E quando ouvimos certas músicas, é como se flutuássemos...

Lentas, fortes, lentas, fortes, um verdadeiro turbilhão de emoções oscilantes.

E há aquelas que me esgotam.

Este meu primeiro movimento será difícil, porque eu me sinto realmente esgotado, no momento, por várias músicas que ouvi ainda há pouco. Aliás, acredito que sempre o primeiro movimento é o mais complicado de acontecer.

2º movimento

Mas, aos poucos, vai-se perdendo o medo do desconhecido – sim, porque quem dá à luz as palavras, assim, como agora, só pode encontrar o que não conhece nem nunca viu e o que não se sabe onde vai dar – vai-se perdendo o medo. No entanto, eu sempre estou me vigiando, que é para não acabar perdendo o fio.

3º movimento

Neste, começa-se a falar sobre coisas altamente sem sabor. Inúteis, mesmo. Por exemplo, conta-se que a personagem, certa vez, andava pela rua carregando sua bolsa pendurada no ombro direito. Vinha em passo lento, de não sei onde – é o que menos importa agora, diante de um fato que só é do conhecimento de quem está contando: a mulher, não muito velha, tinha uma cabeleira dignamente disposta em uma única nuance brusca, o que já se pode chamar de contraste [contraste: nuance brusca]. Tal imagem denunciava claramente a existência sufocada de cabelos negros por baixo da tintura loura – Teresinha vinha em passo lento, sob a sombra dos prédios, e eu posso muito bem dizer, sem nada mais a acrescentar, que ela esquecera o zíper da calça aberto ao sair de casa (de onde ela vinha, pronto!
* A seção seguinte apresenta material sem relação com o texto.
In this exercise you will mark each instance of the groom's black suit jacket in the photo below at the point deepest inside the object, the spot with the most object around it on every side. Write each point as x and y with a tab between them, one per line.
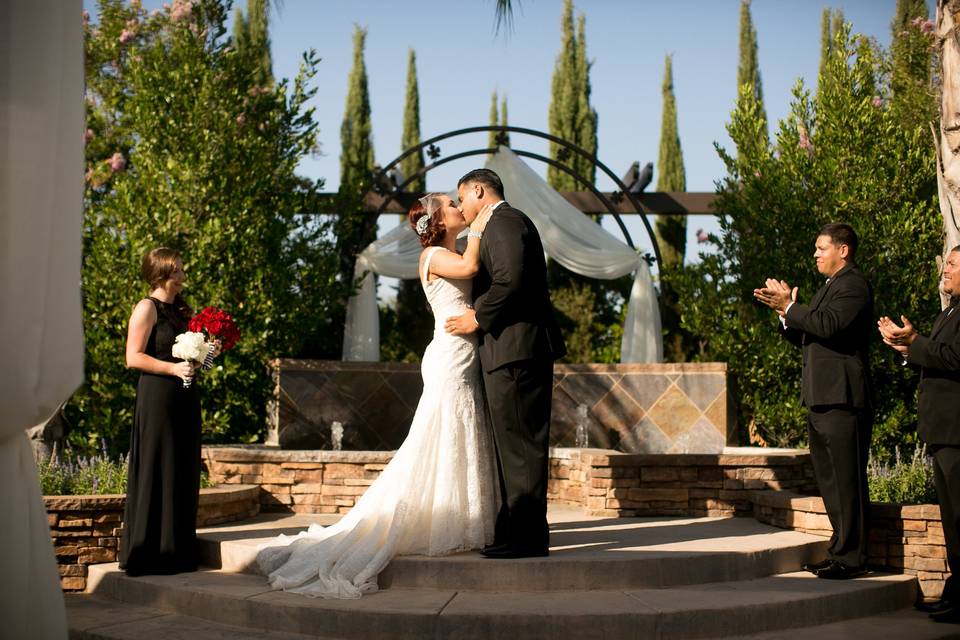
939	359
510	293
834	332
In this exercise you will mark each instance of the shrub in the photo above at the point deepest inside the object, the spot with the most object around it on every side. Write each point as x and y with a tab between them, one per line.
903	482
184	151
841	155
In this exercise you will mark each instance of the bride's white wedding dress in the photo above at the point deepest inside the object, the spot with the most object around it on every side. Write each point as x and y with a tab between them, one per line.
438	494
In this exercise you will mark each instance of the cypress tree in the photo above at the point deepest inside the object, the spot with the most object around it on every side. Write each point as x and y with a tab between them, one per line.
251	37
354	228
494	121
913	98
748	70
671	229
411	129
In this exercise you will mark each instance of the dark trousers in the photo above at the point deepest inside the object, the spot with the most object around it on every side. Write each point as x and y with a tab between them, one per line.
946	474
839	446
519	397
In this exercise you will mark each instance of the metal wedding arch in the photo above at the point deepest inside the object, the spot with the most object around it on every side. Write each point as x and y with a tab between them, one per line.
391	193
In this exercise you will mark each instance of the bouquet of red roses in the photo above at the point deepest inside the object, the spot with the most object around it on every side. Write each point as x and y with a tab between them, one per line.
218	326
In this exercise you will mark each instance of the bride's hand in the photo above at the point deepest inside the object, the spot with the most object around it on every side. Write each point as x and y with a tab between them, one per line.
183	370
480	222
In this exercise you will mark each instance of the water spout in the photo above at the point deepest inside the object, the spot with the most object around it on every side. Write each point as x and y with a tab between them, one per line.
336	435
583	433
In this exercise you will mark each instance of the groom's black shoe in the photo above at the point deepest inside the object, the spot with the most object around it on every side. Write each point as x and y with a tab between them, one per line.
840	571
813	567
936	606
507	552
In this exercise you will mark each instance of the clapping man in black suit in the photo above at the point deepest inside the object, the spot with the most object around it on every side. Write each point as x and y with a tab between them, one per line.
519	340
938	358
833	332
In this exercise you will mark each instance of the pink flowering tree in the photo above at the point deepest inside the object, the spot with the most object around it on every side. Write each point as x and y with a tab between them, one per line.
182	151
842	154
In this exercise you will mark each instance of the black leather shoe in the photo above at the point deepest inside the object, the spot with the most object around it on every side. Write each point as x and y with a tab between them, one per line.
509	553
813	567
950	616
935	606
840	571
496	546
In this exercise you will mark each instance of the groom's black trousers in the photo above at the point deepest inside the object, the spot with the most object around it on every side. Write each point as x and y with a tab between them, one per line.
519	399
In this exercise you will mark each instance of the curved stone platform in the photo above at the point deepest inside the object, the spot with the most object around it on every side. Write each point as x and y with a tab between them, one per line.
586	553
627	578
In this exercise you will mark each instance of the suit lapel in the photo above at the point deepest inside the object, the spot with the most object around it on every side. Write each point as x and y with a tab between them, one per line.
944	319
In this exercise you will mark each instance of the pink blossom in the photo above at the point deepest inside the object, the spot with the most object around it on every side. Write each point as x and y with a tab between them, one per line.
181	9
805	139
117	162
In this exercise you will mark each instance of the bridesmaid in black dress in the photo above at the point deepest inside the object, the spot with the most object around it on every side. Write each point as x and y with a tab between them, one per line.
163	483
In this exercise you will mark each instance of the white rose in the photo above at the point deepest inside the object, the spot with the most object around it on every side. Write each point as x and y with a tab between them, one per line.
190	346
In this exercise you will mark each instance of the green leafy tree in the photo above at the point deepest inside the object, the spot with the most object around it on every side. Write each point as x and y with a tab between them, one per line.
355	229
912	98
570	115
183	152
251	37
748	69
494	121
840	155
413	163
671	230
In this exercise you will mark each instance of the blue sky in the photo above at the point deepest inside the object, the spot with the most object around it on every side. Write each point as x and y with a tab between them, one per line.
460	61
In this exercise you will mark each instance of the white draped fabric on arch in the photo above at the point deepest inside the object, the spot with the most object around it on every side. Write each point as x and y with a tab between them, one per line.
569	236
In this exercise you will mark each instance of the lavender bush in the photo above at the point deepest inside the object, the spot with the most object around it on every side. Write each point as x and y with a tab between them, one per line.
98	474
903	481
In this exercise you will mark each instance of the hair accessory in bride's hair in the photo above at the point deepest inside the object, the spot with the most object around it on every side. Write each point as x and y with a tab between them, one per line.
430	206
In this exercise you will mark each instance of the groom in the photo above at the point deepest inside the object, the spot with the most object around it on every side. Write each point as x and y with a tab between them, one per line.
519	340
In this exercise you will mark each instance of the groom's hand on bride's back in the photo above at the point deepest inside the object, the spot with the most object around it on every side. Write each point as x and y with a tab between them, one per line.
462	324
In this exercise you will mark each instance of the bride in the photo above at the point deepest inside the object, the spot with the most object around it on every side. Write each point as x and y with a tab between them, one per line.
438	494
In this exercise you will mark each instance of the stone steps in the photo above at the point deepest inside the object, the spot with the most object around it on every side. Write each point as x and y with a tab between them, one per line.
95	618
622	553
721	609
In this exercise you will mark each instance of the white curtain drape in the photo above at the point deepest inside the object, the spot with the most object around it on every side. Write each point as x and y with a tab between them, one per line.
569	237
41	340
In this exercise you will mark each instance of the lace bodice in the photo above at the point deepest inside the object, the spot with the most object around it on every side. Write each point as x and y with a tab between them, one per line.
438	495
446	297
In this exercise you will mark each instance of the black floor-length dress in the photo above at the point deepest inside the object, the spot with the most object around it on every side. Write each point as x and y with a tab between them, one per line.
163	485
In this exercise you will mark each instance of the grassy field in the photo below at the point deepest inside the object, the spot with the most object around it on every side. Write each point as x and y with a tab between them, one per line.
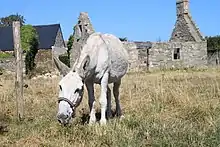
178	108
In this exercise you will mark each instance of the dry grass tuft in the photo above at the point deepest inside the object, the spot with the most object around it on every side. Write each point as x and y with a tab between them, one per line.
171	108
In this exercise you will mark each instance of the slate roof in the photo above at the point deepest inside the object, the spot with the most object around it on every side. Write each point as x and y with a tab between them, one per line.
47	35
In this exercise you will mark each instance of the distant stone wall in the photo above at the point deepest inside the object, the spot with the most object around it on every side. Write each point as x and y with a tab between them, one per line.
8	64
213	58
161	55
59	42
192	54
Para onde ia, já está além de minhas possibilidades.)

4º movimento

É o momento de decidir o que fazer, agora que já se cometeu o erro de executar os movimentos iniciais. Tragicamente clássico e inevitavelmente indispensável: a personagem, ao passar por uma mangueira, morre fulminantemente ao ser atingida na cabeça por uma manga carnuda e pesada. Alternativamente: abandono-a ali mesmo onde apareceu, deixando-a esquecida no seu eterno caminhar-sem-rumo, sempre à sombra dos prédios.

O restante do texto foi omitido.